Personal information
- Full name: Thomas Plumb
- Born: 26 July 1833 Aylesbury, Buckinghamshire, England
- Died: 29 March 1905 (aged 71) Northampton, Northamptonshire, England
- Height: 5 ft 10 in (1.78 m)
- Batting: Right-handed
- Bowling: Right-arm medium
- Role: Wicket-keeper

Career statistics
| Competition | First-class |
| Matches | 26 |
| Runs scored | 474 |
| Batting average | 12.81 |
| 100s/50s | –/2 |
| Top score | 67 |
| Balls bowled | 92 |
| Wickets | 3 |
| Bowling average | 11.66 |
| 5 wickets in innings | – |
| 10 wickets in match | – |
| Best bowling | 3/35 |
| Catches/stumpings | 27/15 |
- Source: Cricinfo, 24 June 2019

= Thomas Plumb =

English cricketer

Thomas Plumb (26 July 1833 - 29 March 1905) was an English first-class cricketer. Plumb played first-class cricket for several teams between 1866-79, and was considered by some to be the finest wicket-keeper of his time.

==Life and cricket career==
Plumb, who was born at Aylesbury, was considered the finest wicket-keeper of his time, with W. G. Grace describing him as ‘about the best wicket-keeper of his time.’ He was considered by others to have been the equal of Ted Pooley and George Pinder. Plumb was never attached to one of the major county teams of the time, playing for Buckinghamshire and Northamptonshire, then second-class counties. He made his debut in first-class cricket for the North in the North v South fixture of 1866. Between 1866 and 1879, he played first-class cricket for no less than eight teams, including for the Players in the 1869 Gentlemen v Players fixture.

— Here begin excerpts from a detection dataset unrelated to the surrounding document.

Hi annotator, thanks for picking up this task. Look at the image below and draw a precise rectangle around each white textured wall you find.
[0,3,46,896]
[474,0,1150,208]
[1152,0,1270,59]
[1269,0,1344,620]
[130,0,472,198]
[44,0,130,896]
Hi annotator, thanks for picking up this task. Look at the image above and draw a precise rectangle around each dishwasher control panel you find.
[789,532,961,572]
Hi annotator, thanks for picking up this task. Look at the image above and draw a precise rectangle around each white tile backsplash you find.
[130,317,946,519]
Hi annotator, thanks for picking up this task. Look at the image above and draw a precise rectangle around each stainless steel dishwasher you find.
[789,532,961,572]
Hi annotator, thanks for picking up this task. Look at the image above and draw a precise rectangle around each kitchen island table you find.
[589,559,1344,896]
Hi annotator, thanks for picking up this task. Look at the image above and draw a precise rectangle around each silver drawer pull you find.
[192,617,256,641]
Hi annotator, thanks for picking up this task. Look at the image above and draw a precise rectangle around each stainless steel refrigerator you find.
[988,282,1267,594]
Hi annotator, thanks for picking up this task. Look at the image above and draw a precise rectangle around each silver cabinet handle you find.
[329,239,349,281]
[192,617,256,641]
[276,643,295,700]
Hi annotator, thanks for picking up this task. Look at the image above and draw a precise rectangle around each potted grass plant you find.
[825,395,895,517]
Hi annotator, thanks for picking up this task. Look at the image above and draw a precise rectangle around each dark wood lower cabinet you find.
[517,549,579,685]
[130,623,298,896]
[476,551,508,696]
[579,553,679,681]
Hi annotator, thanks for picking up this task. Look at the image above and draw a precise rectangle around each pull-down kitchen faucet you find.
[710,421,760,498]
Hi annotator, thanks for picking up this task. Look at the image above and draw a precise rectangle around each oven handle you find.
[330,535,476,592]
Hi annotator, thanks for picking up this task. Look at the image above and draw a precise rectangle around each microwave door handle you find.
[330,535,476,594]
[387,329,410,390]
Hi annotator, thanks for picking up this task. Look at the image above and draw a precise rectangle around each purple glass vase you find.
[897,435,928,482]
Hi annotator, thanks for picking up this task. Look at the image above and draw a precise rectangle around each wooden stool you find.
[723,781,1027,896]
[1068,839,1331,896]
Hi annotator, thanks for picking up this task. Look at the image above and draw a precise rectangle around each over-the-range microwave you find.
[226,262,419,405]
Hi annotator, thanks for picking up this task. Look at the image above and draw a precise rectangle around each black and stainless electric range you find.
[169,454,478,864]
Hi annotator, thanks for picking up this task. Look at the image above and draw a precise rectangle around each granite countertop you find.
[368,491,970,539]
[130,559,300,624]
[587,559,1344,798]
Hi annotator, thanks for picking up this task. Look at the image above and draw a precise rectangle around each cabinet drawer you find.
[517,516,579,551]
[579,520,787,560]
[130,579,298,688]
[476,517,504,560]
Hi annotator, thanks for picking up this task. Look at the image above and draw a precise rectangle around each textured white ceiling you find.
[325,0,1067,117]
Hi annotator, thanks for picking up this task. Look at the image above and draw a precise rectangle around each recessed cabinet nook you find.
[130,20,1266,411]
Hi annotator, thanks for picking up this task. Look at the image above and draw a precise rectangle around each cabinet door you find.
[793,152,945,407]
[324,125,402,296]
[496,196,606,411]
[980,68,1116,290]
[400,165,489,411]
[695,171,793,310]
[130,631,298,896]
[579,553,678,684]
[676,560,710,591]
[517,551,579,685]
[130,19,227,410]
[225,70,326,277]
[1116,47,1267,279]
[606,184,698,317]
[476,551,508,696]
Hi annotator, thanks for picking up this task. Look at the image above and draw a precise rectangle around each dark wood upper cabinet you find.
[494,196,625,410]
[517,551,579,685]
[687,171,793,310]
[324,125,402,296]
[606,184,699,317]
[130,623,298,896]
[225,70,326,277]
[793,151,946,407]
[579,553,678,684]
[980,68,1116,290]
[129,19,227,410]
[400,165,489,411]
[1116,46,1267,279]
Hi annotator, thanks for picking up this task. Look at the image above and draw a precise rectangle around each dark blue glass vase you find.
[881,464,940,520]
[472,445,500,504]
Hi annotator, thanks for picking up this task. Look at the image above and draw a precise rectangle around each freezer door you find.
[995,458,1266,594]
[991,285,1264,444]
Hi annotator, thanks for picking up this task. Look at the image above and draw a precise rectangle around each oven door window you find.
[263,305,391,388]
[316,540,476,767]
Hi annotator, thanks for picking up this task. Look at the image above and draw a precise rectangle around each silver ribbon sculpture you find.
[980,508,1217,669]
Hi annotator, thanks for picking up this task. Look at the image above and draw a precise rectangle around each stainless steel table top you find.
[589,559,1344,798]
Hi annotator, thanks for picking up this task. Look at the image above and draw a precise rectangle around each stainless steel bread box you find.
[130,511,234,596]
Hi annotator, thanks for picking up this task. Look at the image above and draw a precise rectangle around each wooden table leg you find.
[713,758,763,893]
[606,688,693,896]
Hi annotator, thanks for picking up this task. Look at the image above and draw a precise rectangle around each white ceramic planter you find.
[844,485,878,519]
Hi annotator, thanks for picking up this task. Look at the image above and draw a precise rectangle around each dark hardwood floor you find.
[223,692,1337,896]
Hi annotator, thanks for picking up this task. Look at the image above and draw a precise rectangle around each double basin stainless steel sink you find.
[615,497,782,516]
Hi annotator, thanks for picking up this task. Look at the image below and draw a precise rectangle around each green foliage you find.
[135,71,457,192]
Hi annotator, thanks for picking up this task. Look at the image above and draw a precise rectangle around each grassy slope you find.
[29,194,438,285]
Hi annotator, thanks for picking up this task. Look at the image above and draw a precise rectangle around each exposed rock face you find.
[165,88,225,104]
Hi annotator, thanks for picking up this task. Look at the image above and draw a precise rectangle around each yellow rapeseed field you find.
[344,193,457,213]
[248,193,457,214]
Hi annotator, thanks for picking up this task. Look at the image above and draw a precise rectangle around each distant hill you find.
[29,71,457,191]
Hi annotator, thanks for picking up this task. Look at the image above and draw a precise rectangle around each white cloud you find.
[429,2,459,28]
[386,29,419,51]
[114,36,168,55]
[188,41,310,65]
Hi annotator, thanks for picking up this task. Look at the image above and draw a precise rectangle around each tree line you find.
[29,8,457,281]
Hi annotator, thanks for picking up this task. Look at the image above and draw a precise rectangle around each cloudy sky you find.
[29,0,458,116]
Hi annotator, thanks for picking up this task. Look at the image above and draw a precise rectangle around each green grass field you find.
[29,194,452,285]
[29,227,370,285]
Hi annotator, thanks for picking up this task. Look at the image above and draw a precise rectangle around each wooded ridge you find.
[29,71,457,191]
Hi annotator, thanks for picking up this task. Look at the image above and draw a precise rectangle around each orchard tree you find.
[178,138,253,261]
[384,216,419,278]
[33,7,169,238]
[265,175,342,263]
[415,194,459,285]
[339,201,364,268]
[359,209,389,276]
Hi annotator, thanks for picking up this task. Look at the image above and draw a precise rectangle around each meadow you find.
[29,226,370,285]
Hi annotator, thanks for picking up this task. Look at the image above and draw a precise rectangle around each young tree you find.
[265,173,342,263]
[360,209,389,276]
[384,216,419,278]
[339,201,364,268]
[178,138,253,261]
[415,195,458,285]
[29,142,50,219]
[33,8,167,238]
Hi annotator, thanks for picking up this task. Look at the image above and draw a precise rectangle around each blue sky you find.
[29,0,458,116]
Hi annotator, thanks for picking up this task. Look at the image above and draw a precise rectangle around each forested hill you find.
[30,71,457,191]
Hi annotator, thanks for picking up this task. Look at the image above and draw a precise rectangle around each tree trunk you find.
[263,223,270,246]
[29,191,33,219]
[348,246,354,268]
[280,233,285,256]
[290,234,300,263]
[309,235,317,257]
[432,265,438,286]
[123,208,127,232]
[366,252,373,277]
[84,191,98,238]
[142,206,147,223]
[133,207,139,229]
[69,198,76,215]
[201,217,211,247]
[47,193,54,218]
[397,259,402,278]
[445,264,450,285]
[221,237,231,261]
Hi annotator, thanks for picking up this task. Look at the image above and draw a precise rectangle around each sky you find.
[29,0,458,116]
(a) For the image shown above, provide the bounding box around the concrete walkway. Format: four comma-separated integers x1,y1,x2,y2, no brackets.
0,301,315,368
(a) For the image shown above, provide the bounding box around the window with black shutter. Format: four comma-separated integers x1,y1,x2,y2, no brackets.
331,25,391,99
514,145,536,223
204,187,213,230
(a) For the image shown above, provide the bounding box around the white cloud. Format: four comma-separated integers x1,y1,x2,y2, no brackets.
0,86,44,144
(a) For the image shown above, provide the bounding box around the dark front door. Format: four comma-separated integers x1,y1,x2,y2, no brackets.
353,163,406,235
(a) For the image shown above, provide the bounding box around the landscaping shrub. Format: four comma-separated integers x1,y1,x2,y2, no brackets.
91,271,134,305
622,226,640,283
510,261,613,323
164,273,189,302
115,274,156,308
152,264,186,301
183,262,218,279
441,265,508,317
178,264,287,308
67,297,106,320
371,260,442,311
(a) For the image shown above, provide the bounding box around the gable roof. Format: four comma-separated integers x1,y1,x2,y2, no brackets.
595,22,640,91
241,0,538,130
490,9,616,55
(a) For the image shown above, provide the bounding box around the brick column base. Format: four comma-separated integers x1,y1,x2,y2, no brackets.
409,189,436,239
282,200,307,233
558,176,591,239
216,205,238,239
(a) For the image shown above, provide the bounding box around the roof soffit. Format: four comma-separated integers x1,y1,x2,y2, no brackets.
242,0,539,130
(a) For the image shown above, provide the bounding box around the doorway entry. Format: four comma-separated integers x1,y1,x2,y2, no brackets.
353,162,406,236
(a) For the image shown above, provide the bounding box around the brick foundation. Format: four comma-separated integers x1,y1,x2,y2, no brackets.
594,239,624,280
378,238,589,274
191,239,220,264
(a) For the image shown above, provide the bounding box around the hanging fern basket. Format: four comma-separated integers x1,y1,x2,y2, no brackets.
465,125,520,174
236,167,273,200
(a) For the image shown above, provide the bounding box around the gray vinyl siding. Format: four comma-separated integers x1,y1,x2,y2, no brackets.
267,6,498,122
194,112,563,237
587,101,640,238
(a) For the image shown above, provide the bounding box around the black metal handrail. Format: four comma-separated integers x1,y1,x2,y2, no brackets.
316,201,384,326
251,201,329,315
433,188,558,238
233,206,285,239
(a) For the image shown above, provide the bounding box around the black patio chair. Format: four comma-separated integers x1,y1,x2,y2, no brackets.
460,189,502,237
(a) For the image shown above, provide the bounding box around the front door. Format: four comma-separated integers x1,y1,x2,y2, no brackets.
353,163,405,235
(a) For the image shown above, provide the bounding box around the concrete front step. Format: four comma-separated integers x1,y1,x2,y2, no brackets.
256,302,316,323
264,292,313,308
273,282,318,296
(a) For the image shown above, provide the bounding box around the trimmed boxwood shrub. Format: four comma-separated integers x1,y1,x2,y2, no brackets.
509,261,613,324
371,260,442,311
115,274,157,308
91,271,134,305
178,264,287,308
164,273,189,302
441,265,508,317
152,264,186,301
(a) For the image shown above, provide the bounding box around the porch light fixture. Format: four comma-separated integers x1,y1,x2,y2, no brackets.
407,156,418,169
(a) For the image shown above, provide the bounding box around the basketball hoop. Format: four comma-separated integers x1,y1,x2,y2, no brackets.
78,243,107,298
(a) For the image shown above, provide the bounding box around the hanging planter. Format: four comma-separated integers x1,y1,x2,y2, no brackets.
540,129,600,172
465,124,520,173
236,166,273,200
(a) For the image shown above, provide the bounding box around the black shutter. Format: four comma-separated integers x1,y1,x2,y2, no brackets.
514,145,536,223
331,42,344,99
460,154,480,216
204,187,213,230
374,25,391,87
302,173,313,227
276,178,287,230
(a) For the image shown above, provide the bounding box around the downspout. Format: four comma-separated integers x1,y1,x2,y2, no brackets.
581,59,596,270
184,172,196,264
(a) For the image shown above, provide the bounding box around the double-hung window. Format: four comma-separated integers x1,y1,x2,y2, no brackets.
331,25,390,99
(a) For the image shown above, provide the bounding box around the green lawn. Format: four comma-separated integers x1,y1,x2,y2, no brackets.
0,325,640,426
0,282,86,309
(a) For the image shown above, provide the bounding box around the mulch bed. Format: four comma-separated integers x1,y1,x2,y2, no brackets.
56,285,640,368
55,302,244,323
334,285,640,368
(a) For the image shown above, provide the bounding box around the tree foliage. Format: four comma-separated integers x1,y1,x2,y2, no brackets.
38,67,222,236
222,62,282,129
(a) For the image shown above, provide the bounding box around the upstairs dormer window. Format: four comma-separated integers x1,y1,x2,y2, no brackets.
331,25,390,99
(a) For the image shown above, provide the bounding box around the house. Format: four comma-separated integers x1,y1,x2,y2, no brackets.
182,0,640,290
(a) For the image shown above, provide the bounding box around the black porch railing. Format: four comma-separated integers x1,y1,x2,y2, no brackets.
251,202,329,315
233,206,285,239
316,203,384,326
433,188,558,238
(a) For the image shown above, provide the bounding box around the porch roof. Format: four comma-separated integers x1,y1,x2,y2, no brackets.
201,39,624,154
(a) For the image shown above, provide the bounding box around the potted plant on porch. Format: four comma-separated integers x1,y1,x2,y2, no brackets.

He also appeared for England teams, including the United England Eleven and the All England Eleven. Making 26 first-class appearances, Plumb scored 474 runs at an average of 12.81, with a high score of 67. Behind the stumps, he took 27 catches and made 15 stumpings.

Outside of cricket he was a publican, running the Queen's Head in Billesdon. In his later years he lived under poor circumstances, perhaps owing to the misfortune of not belonging to a major county during his career. He lived out his final years in a workhouse in Northampton, dying there in March 1905.